Анализ Лазарчука точен.
Штрафной лагерь появляется на строительстве как часть подсистемы страха(10) («в гордых саперах инженера Юнгмана успели убить гордость и выработать несколько примитивных рефлексов», — замечает Петер). Появляется тогда, когда работы застопорились и возникла реальная угроза срыва сроков. Вторая функция «врага» — на него всегда можно свалить текущие неурядицы: «Это историческое решение Йо… довести до всеобщего сведения как пример беспримерной стойкости в борьбе с объективными…»
2.3. Пространство Империи
«…А какой, оказывается, лакомый пряничек — свобода! Нельзя давать его слишком помногу, потому что у населения начинает кружиться голова и разбегаться глазки, а с закруженной головой они мало ли что могут подумать: может быть, и не должно быть границы у этой самой свободы? А с другой стороны, нельзя ее отнимать совсем, потому что вкус ее должен помнить каждый, и время от времени невредно освежать эту память. И тогда, дав совсем небольшой кусочек свободы в повседневное пользование, как-то: перенеся колючую проволоку к границам и разрешив перемену места работы, а также безлимитное посещение кинотеатров и бань — и угрожая отнятием этого кусочка, понемногу, сами понимаете: за маленькую провинность маленький кусочек, так вот, при умелом регулировании размеров этого кусочка можно заставить население творить абсолютно все»(1), — заключает Петер. Точная, выкристаллизованная мысль, кстати, весьма маловероятная тогда, но все же… положение у Петера было привилегированное: он видит. Он информирован и потому вне системы. Как и Мархель. «Мы с вами по другую сторону камеры». Их суждения принадлежат иному времени иного параллельного мира.

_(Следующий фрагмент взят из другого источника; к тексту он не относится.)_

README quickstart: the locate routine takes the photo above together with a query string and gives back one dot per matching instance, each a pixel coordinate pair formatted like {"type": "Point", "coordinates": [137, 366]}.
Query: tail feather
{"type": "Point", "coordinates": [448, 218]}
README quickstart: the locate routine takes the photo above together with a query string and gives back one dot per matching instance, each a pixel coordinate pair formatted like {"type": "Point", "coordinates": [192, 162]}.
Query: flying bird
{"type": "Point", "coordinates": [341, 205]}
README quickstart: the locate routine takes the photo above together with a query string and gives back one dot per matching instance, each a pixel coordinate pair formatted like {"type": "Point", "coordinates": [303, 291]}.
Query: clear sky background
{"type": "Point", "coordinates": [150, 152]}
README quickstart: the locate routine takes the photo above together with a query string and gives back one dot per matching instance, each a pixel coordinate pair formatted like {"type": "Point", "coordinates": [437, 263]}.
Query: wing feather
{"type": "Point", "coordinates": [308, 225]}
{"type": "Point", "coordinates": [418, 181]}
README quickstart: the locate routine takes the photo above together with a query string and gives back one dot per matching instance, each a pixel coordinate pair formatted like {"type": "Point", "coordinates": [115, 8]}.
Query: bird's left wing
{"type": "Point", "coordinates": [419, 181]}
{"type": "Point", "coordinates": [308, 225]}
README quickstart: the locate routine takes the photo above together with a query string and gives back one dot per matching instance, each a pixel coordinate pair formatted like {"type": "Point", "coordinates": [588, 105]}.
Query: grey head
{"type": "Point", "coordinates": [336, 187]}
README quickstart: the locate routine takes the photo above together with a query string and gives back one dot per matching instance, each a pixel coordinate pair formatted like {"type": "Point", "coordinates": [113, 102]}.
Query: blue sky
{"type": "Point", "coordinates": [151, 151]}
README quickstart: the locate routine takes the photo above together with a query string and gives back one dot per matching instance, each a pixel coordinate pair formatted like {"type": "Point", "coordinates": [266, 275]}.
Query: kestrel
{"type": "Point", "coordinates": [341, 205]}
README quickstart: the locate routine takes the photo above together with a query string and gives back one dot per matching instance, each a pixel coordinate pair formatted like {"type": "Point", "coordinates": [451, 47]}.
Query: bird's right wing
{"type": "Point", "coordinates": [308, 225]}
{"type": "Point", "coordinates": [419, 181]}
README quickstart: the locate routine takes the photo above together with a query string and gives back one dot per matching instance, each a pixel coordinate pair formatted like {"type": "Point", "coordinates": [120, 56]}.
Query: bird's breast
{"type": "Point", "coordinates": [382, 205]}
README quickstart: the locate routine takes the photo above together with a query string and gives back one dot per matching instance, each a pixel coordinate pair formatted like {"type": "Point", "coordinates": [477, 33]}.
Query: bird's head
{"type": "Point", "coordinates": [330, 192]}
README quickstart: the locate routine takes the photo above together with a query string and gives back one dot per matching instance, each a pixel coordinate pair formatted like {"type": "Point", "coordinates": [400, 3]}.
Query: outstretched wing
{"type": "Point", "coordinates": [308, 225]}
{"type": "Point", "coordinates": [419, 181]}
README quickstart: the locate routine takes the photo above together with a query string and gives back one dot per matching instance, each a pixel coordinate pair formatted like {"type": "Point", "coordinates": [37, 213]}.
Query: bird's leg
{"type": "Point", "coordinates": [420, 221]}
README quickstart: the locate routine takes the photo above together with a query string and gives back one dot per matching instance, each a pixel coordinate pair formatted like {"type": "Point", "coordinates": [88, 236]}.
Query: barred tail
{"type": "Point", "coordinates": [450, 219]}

Очень важно вспомнить, что иного. Занявшись сравнительным анализом, мы несколько упустили из виду особенности сложной, существующей в пересекающихся временах реальности Лазарчука.
Местом действия романа является священная страна гипербореев, потомков великих атлантов — Гангуса, Слолиша и Ивурчорра, сыновей Одина. Северогерманские корни этого названия налицо (общность мифологии, география; гипербореи — собирательное имя народов, живущих в нижних течениях Эльбы, Рейна и Одера). Далее, страна сражалась в мировой войне, проиграла ее и была оккупирована — это тоже заставляет вспомнить Германию. Какую Германию?
Социопсихологическое время вычислено: эпоха первой мировой войны. Технологическое время указывает на следующую войну, на нацистскую Германию. Подтверждения: Шанур говорит о форме черепа, как об одном из идеалов режима, сапера отправляют в лагерь, решив, что он не «чистокровный гипербореец».
Но что тогда значит слово «империя»? Третий рейх можно было назвать империей (была же имперская канцелярия), но фюрер не был императором. Он был фюрером.
Это принципиально. Империя представляет собой легитимный государственный механизм. Пусть трон и узурпировал «бывший ефрейтор, затем второразрядный актер», имперская традиция не нарушена, и правитель чувствует себя ею связанным.
Вождь, пришедший к власти революционным путем (концепция национал-социалистической революции не бессмысленна, если, вопреки привычке, не привносить в термин позитивного оттенка), свободен абсолютно. Он может порвать со всякой законностью, кроме революционной, и он сделает это, поскольку революционное пространство решений заведомо анизотропно: развязать темные силы легче, чем обуздать их; вновь создаваемые органы безопасности не могут не быть чрезвычайными, а камень, находящийся на вершине горы, всегда падает вниз, и кровавые чистки — атрибут революций.
Петер не прошел сквозь время чисток. И Летучий Хрен, из независимости не сменивший полковничьи погоны на генеральские, тоже. Они жили в мире, где гордость убивали в застенках ГТП, на войне, в лагерях, но не в обычной жизни. Они не знали «постановлений о журналах» и понятия «враг нации».